Nullspace preview ingress is designed around short-lived signed URLs and create-time network policy. Use get_host_info(port) for signed HTTP and WebSocket URLs, and use network on machine creation for public traffic and outbound rules.

Signed host URLs

from nullspace import Machine

with Machine.create(template="base") as machine:
    info = machine.get_host_info(8080)
    print(info.host)
    print(info.url)
    print(info.websocket_url)
    print(info.access_token_expires_at)
FieldMeaning
hostBare host mapping for a machine port.
urlSigned HTTP URL when public edge ingress is active.
websocket_urlSigned WebSocket URL for the same exposed port.
access_token_expires_atExpiration time for signed edge URLs.
access_token_transportToken transport; currently query for signed URLs.
Signed URLs are bearer credentials. Anyone with the URL can use it until it expires, subject to the machine network policy.

Require a traffic token

Set network.allow_public_traffic to False when preview URLs should require a private traffic credential in addition to any signed edge URL token. 
machine = Machine.create(
    template="base",
    network={"allow_public_traffic": False},
)

token = machine.traffic_access_token
url = machine.get_url(8080)
The traffic_access_token is returned only at create time. Store it like an application secret if you need to make later requests through private public URLs.
Edge-owned ingress uses signed edge_token URLs returned by get_host_info(). When allow_public_traffic is false, send x-nullspace-traffic-access-token with that SDK-returned URL. Treat both the URL token and traffic token as secrets.

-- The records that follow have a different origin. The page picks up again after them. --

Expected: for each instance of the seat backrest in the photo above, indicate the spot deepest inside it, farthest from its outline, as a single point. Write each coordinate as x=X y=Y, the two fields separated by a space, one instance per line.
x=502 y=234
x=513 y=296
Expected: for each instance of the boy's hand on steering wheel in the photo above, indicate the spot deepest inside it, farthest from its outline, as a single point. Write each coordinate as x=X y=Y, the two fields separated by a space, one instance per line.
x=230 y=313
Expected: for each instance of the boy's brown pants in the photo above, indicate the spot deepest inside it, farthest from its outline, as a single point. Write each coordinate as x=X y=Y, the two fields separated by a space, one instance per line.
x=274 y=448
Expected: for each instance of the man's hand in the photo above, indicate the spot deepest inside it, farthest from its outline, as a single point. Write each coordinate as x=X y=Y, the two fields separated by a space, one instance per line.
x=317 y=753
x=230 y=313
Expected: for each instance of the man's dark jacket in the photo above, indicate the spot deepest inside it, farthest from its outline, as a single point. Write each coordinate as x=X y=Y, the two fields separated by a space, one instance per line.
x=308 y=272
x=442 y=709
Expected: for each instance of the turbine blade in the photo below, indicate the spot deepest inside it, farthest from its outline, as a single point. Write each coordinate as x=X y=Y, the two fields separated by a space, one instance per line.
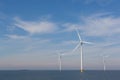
x=76 y=47
x=87 y=42
x=78 y=35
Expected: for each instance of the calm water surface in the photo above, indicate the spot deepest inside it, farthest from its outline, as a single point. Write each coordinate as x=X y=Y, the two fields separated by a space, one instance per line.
x=57 y=75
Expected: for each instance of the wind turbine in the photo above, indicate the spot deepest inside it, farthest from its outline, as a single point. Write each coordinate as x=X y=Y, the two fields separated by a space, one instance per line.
x=59 y=60
x=80 y=44
x=104 y=62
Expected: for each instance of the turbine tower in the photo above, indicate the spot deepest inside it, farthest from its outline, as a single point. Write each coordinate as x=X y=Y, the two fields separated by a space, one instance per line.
x=59 y=61
x=80 y=44
x=104 y=62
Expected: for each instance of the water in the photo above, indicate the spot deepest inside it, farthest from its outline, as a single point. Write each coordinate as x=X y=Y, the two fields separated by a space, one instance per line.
x=57 y=75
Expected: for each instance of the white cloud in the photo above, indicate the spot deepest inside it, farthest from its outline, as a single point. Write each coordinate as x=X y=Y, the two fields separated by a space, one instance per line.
x=16 y=37
x=96 y=25
x=101 y=26
x=34 y=27
x=100 y=2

Custom preview proxy tokens

Use machine.create_preview_proxy_target(port) when your application proxy should hold the Nullspace credential instead of sending signed URLs to browsers. The response includes marker-only upstream URLs, x-nullspace-preview-proxy-token, HTTP/WebSocket-specific token values, and the forwarded headers your proxy should preserve. If allow_public_traffic is false, the proxy target response reports that a traffic token is required and returns the traffic header name. It does not return the private traffic token value; use the traffic_access_token from machine creation as a separate upstream header.

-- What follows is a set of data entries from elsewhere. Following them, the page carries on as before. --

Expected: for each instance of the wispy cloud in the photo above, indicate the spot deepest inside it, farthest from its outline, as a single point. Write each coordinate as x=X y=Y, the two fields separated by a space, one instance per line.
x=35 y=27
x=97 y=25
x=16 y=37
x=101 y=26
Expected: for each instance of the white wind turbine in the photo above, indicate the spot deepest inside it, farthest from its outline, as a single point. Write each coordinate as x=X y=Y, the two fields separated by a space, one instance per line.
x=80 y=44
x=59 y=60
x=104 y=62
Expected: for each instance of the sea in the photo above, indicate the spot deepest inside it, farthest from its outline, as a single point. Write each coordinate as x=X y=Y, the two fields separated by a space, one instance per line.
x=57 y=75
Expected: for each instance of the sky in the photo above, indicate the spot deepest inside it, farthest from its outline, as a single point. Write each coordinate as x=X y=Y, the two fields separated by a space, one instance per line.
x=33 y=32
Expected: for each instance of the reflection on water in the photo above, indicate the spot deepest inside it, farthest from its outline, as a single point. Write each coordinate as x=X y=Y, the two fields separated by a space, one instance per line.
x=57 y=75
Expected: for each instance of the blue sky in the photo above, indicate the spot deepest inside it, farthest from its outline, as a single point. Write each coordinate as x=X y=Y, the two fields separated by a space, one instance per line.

Mask the upstream Host header

Some development servers route by Host. Use mask_request_host to override the Host header sent to the machine service. 
machine = Machine.create(
    template="base",
    network={
        "mask_request_host": "localhost:${PORT}",
    },
)
${PORT} is substituted with the exposed machine port for each proxied request.

Control outbound access

Disable all outbound network access with internet_access=False, or use CIDR-based allow/deny rules when the deployment supports network policy. 
machine = Machine.create(
    template="base",
    internet_access=True,
    network={
        "deny_out": ["0.0.0.0/0"],
        "allow_out": ["10.0.0.0/8"],
    },
)
SettingEffect
internet_access=FalseNo machine network connectivity.
deny_outIPv4 CIDRs to block for outbound traffic.
allow_outIPv4 CIDRs to allow when paired with broad deny rules.

WebSockets and SSH relay

Signed WebSocket URLs use the same public edge and access controls as signed HTTP URLs. Missing edge tokens return 401, expired tokens return 410, and tokens scoped to the wrong machine, port, or transport return 401. Default SSH access uses the certificate-backed relay, not a signed edge websocket_url. Use nullspace ssh to mint a short-lived OpenSSH user certificate for a local public key and connect through the relay: 
nullspace ssh mch_123
nullspace machine ssh-access mch_123 --print-command
The legacy port-22 WebSocket proxy fallback treats the signed websocket_url as a bearer credential, so prefer the relay whenever it is available.

Embedding and browser headers

Direct preview cookies are SameSite=Lax and are intended for top-level browser navigation, not third-party iframe embedding. Machine X-Frame-Options and Content-Security-Policy headers pass through to the browser; Nullspace preview edge does not add an iframe-safe frame policy for direct preview links. Preview CORS remains owned by the machine app or customer-run proxy. No preview skip-warning, disable-CORS, or skip-activity header is supported by Nullspace edge in the current launch.